While the popularity of these services are exploding, these new forms of transportation networks are being scrutinized by regulatory agencies and policymakers. The issues vary by state but many of them relate to driver training, criminal background checks, insurance requirements and meeting vehicle standards. Established taxi and limousine companies face regulations that these new businesses do not when they enter the market. To align the new competitors with the existing companies, many cities and states are beginning to clamp down on the ride-sharing companies dealing with them as illegal operations or creating regulations and legislation to deal with their entrance into their jurisdictional markets.

In many states, the regulatory agencies that handle these operations or “transportation network companies” have been telling them to cease operations or are establishing rules to govern their operations. Public utilities commissions have jurisdiction over these types of enterprises in certain states. However, motor vehicle agencies have jurisdiction in others. The Virginia DMV recently sent a cease-and-desist letter to the state’s transportation network companies and is reviewing broker’s license applications for both Uber and Lyft to operate in the state. 

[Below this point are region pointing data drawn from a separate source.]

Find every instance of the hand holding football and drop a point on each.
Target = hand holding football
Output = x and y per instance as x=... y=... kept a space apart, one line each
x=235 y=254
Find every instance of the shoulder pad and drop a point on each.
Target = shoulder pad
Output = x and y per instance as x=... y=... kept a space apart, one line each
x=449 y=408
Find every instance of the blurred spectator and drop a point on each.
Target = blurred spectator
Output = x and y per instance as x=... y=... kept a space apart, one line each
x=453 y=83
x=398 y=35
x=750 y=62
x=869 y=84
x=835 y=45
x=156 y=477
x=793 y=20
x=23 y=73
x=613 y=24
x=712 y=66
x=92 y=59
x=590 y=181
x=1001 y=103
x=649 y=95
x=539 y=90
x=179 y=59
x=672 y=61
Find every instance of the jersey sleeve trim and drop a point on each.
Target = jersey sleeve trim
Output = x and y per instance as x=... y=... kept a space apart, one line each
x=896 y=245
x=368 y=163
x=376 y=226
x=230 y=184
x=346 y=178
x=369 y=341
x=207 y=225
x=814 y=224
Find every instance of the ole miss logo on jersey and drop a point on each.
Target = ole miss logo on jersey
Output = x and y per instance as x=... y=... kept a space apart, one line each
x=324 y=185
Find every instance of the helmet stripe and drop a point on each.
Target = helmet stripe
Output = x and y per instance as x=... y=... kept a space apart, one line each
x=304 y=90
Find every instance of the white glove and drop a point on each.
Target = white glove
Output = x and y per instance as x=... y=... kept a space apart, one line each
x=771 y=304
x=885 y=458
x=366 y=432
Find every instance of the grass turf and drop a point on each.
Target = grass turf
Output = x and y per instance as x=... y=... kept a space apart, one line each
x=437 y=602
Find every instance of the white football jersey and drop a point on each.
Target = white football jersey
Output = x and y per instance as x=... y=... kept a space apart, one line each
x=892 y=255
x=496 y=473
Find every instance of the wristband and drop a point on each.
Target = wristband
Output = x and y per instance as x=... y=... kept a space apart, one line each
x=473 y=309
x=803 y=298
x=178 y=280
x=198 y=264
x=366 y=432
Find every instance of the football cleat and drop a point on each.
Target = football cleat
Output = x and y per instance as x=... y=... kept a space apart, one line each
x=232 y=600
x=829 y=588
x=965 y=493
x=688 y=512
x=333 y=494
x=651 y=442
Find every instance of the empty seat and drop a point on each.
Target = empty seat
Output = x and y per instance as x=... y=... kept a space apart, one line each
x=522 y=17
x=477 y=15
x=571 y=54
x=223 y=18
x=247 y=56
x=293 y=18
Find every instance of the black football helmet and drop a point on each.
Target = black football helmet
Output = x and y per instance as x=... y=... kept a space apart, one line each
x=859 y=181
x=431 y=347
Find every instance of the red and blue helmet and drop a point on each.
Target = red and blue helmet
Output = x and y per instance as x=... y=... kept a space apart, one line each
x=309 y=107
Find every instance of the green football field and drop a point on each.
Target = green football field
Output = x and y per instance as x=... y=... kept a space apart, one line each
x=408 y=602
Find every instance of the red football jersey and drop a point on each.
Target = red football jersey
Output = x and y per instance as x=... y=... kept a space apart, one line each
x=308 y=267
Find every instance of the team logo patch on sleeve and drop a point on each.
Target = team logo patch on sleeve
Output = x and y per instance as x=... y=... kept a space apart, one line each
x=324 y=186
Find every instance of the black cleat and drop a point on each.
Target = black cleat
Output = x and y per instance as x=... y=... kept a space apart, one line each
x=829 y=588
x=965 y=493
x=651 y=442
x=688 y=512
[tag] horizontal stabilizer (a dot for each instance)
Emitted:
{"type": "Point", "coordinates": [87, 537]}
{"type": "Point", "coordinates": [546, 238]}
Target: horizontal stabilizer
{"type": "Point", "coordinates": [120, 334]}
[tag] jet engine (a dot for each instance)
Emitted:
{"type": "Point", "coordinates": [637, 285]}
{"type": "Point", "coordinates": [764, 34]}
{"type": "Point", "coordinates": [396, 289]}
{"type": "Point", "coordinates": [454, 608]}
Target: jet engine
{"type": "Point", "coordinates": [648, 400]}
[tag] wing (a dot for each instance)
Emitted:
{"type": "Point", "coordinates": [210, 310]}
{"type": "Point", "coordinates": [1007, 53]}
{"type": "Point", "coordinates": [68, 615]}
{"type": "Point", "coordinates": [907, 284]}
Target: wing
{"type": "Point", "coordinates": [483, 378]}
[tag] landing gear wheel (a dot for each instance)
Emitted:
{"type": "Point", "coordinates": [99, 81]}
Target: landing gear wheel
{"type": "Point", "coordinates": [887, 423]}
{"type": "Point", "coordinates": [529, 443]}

Legislatively, states are also looking at ways to bring these establishments into compliance. Colorado became the first state to pass legislation to authorize ride-sharing services. The Colorado bill requires the companies to carry $1 million of commercial liability insurance when they accept passengers and also the company or the driver to carry primary insurance while the driver is soliciting fares. Other states currently have seen legislation this season concerning transportation network companies, including California, Illinois, and New Jersey. As ride-sharing companies continue to expand, policymakers will continue to explore ways to have them share the streets with existing operations and other drivers.